„O walce duchowej w codzienności, czyli: którym palcem wypędzasz demony (Łk.11,20)”
W dniach 8-10 marca w parafii św. Antoniego na toruńskich Wrzosach odbyły się diecezjalne rekolekcje wielkopostne Domowego Kościoła. Słowo Boże kierował do nas diecezjalny duszpasterz młodzieży ks. Dawid Wasilewski. Trzeba przyznać, że ma on w sobie wiele energii oraz charyzmy.
Podczas czwartkowej homilii, która odnosiła się do Ewangelii Łk 11, 14-23 przedstawił nam trzy rodzaje duchów, które wywierają wpływ na nasze życie. Pierwszy to Szatan, drugi to duch przyrodzony, czyli wszelkie nasze nawyki, przyzwyczajenia oraz codzienna rutyna. Trzeci to Duch Święty. Pozostaje pytanie: którym duchem napełniamy się? Ile ma Duch Boży w nas miejsca na działanie? Na zakończenie pierwszego dnia rekolekcji mogliśmy zatrzymać się na chwilę w adoracji Najświętszego Sakramentu. Spotkanie z Żywym Bogiem ksiądz rekolekcjonista poprzedził krótkim wprowadzeniem, zwracając naszą uwagę aby wystrzegać się zagadywania Pana Boga. Aby po prostu być, trwać i stracić czas dla Boga. Tylko na Niego patrząc. Przed rozejściem się do domu, małżonkowie oraz pojedynczy wierni otrzymali indywidualne błogosławieństwo Najświętszym Sakramentem.
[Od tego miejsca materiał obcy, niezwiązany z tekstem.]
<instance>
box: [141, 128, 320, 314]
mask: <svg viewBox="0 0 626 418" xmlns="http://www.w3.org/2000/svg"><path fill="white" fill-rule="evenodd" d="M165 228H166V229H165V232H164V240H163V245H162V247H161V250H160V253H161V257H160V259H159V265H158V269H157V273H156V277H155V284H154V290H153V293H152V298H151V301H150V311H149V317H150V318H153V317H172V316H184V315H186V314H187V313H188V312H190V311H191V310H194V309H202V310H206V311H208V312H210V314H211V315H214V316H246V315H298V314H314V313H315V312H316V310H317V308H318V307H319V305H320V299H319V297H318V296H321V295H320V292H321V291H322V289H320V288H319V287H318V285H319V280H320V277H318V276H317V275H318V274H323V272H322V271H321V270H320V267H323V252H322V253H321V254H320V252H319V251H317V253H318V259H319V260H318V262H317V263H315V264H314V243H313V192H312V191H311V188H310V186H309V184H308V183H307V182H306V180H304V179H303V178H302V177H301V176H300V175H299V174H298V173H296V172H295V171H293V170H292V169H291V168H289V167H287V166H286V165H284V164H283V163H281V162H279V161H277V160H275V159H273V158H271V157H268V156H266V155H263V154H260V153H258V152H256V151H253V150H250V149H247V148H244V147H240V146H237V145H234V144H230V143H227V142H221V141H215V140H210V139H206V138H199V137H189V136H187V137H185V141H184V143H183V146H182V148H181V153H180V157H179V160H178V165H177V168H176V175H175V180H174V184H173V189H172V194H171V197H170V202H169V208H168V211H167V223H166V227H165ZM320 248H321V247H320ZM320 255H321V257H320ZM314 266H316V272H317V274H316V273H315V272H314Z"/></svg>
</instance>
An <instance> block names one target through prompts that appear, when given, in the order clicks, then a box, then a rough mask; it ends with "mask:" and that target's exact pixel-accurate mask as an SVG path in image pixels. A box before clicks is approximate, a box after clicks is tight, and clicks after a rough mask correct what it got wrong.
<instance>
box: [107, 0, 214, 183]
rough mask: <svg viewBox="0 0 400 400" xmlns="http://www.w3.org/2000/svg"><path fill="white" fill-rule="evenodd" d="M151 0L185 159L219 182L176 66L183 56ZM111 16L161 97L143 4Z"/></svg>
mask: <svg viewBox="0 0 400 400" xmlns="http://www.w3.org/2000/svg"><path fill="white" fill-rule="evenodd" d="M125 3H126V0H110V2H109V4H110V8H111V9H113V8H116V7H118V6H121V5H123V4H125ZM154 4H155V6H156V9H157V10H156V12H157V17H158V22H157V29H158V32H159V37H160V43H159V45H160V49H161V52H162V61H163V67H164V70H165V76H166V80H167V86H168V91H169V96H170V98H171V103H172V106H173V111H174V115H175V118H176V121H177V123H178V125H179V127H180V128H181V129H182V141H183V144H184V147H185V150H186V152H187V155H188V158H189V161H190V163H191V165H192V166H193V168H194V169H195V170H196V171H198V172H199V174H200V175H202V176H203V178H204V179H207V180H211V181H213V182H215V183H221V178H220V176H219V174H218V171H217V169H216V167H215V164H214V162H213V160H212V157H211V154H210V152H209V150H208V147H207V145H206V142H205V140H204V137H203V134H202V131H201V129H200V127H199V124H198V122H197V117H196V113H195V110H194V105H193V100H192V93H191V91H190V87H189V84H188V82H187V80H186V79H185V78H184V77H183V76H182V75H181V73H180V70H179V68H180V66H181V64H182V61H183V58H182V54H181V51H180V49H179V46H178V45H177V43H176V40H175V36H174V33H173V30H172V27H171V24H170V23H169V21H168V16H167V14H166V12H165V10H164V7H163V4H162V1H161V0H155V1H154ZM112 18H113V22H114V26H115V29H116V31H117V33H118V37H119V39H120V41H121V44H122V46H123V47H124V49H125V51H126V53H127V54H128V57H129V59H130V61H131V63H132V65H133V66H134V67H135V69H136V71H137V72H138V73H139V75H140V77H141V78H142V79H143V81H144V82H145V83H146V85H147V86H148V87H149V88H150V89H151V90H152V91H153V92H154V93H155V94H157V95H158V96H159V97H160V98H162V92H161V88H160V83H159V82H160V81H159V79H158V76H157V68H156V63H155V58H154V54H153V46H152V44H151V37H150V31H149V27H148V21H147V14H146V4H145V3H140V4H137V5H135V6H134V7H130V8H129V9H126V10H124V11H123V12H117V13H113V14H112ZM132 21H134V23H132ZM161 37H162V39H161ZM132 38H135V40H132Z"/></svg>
Drugiego dnia na podstawie Ewangelii (Mk 12, 28-34) kapłan postawił tezę, że pierwszym przykazanie jest „Słuchaj Izraelu”. Tylko wtedy, gdy będziemy słuchać Słowa – to znaczy akceptować je – wówczas będziemy w stanie miłować Boga i bliźniego. Bezpośrednio po Mszy Świętej rozpoczęło się nabożeństwo Drogi Krzyżowej, w której poza wspólnotą Domowego Kościoła licznie uczestniczyli parafianie. Ksiądz Dawid powiedział, że Pan Jezus ma już swoją drogę krzyżową za sobą. W czasie Wielkiego Postu należy zwrócić uwagę na swój krzyż, który każdy z nas dźwiga i dla tych naszych złych skłonności, przyzwyczajeń, problemów umrzeć – tak, jak Chrystus – aby one nie brały góry nad Bogiem.
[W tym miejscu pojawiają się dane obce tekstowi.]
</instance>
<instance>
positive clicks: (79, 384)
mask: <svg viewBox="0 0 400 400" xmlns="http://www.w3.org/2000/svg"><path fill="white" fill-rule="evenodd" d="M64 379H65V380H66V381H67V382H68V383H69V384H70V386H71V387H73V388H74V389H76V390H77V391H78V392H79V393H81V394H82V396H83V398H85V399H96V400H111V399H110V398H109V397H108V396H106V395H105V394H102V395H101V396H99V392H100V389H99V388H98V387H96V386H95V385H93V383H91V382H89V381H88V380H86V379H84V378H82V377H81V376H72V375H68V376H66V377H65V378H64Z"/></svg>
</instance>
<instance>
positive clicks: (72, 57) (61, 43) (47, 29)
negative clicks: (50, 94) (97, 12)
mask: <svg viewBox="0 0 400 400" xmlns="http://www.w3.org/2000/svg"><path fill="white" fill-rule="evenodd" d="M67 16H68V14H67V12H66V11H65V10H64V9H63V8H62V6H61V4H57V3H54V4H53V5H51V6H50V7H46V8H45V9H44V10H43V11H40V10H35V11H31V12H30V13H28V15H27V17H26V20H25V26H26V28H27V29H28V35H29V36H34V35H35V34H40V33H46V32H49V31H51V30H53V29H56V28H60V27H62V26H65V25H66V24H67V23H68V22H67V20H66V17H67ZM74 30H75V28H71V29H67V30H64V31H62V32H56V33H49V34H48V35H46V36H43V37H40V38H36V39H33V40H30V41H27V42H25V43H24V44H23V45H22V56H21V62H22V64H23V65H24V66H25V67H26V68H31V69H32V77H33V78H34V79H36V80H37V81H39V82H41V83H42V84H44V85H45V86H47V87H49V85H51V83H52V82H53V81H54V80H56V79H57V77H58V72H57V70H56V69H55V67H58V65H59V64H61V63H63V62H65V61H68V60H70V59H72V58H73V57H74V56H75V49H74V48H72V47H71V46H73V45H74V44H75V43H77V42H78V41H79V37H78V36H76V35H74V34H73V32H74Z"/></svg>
W sobotę, ostatniego dnia rekolekcji na podstawie przypowieści o Faryzeuszu i Celniku (Łk 18 9-14) Rekolekcjonista podjął temat pokory. Celnik został usprawiedliwiony zaś faryzeusz usprawiedliwił się sam. Celnik wiedział do czego jest zdolny, w czym zawinił i przeprasza Boga. Faryzeusz wywyższał siebie przez porównanie z innymi. Jest to wielka pokusa dla każdego z nas. W uniżeniu rodzi się relacja miłości bezwarunkowej. To nie my będziemy kochać, lecz Bóg w przez nas.
Trzydniowy cykl spotkań, jak zwykle zwieńczyła agapa. Rozpoczęła się krótkim filmem z pielgrzymi śladami sługi Bożego ks. Franciszka Blachnickiego, która odbyła się na przełomie września i października ubiegłego roku. Warto w tym miejscu zachęcić, aby każdy z naszej wspólnoty znalazł czas na zapoznanie się z życiorysem ks. Franciszka Blachnickiego i lekturę jego publikacji i książek. Jak agape to spotkanie ze znajomymi i przyjaciółmi, którzy przyjechali z różnych stron naszej diecezji. Zawsze jest to niezwykle miłe, gdy możemy się spotkać, wymienić różnymi doświadczeniami i pobyć ze sobą.
To był piękny czas, za który bardzo dziękujemy ks. Dawidowi Wasilewskiemu, a także wszystkim zaangażowanym w rekolekcje. Bo każdy kto słucha Słowa i wciela je w życie jest nie tylko współuczestnikiem ale i twórcą.